How can I translate _*Programación Didáctica*_ into English?

It consists of a programme including:
Objectives of the subject
Contents
Methodology
Assessment
Attention to diversity
Cross-curricular contents
Complementary and out-of-school activities
And an outline of all the Didactic Units of a single academic year.

I was thinking of _Classroom Programme_.

Many thanks for your kind help.


----------



## Benzene

Hi NavyBlue!

You can easily translate "*Programación Didáctica*" with "*Didactics Planning*".   

Bye,

Benzene


----------



## NavyBlue

Grazie tante.

I thought I'd never got an answer!!!

I need it for a very important exam.


----------



## cuatroojos

Hi,

I don't know if you still need this, but in the US they call it a syllabus (that's the course plan that includes everything you listed).

Regards


----------



## NavyBlue

Thanks a lot. 

That was my first choice but I wasn't sure it would refer to all the concepts I listed.

I think I'll change it!

On the other hand, I didn't like "classroom programme" very much.

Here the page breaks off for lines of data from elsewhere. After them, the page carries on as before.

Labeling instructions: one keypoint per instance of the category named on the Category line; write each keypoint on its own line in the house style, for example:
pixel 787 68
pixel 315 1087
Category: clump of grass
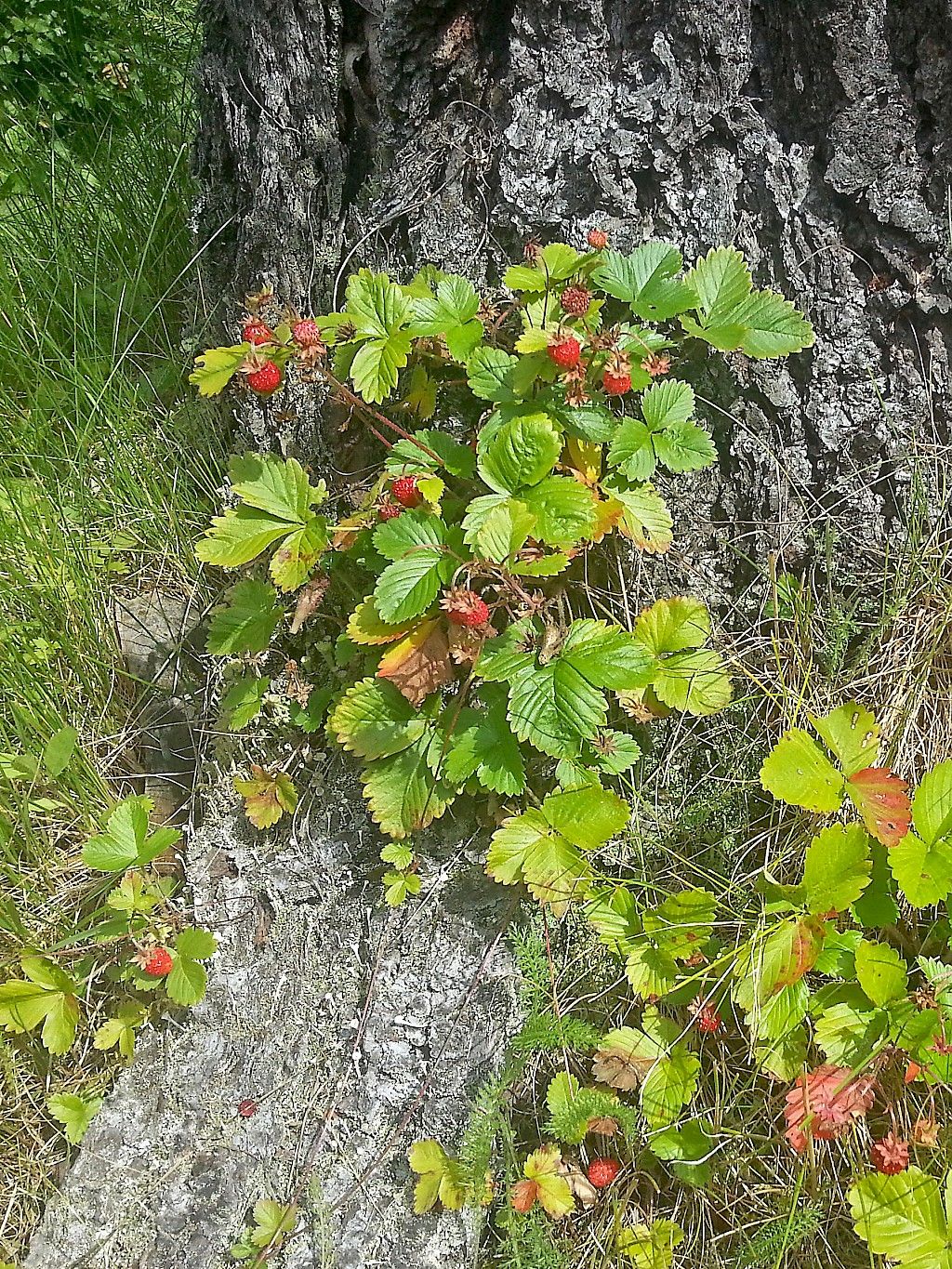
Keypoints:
pixel 103 480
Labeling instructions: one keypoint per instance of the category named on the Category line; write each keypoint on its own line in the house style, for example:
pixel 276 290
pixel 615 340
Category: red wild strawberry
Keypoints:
pixel 603 1171
pixel 266 379
pixel 156 962
pixel 405 491
pixel 306 333
pixel 615 385
pixel 465 608
pixel 565 351
pixel 256 331
pixel 890 1157
pixel 575 299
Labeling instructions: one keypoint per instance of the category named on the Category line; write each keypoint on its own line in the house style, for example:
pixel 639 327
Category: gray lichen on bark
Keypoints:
pixel 816 138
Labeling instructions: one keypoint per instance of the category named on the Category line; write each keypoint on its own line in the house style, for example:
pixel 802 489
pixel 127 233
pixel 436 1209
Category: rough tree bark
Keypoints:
pixel 813 134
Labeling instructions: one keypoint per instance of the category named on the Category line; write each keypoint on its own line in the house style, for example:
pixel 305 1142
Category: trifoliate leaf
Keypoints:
pixel 489 375
pixel 440 1178
pixel 852 734
pixel 932 805
pixel 277 486
pixel 902 1217
pixel 673 625
pixel 645 517
pixel 646 279
pixel 73 1113
pixel 216 367
pixel 520 452
pixel 374 720
pixel 268 795
pixel 246 622
pixel 48 997
pixel 881 972
pixel 563 510
pixel 694 681
pixel 403 792
pixel 528 849
pixel 688 1149
pixel 798 772
pixel 837 868
pixel 483 745
pixel 126 841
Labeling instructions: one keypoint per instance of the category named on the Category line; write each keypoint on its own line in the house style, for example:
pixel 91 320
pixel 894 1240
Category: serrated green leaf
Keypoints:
pixel 277 486
pixel 588 817
pixel 520 452
pixel 923 873
pixel 694 681
pixel 75 1113
pixel 674 625
pixel 483 745
pixel 247 622
pixel 881 972
pixel 216 367
pixel 496 525
pixel 646 279
pixel 126 841
pixel 563 510
pixel 403 792
pixel 837 868
pixel 187 983
pixel 645 517
pixel 489 375
pixel 932 805
pixel 243 701
pixel 375 720
pixel 852 734
pixel 528 849
pixel 684 447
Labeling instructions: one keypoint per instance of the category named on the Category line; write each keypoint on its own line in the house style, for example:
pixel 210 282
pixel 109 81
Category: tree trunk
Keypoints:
pixel 816 138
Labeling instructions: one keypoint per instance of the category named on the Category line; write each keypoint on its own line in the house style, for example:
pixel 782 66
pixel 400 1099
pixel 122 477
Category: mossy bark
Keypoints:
pixel 813 135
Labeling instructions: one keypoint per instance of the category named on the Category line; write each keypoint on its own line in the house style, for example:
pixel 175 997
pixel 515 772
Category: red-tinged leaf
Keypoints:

I was even thinking of "class programme".


----------



## cuatroojos

Hi, 

I did a quick search, and "class programme" doesn't seem to work, but "course programme" does.

Regards


----------



## NavyBlue

Thanks again. That was very kind of you.

You know, I need it for a very important exam for a post as a teacher. That's why I'm so choosy.


----------



## cuatroojos

You're very welcome. And tons of luck!!


----------



## stretch

Benzene said:


> Hi NavyBlue!
> 
> You can easily translate "*Programación Didáctica*" with "*Didactics Planning*".
> 
> Bye,
> 
> Benzene


 
Perhaps "easily" but not "accurately."


----------



## NavyBlue

I think I'll use _*syllabus*_ to be on the safe side.

Thanks a lot for your help!


----------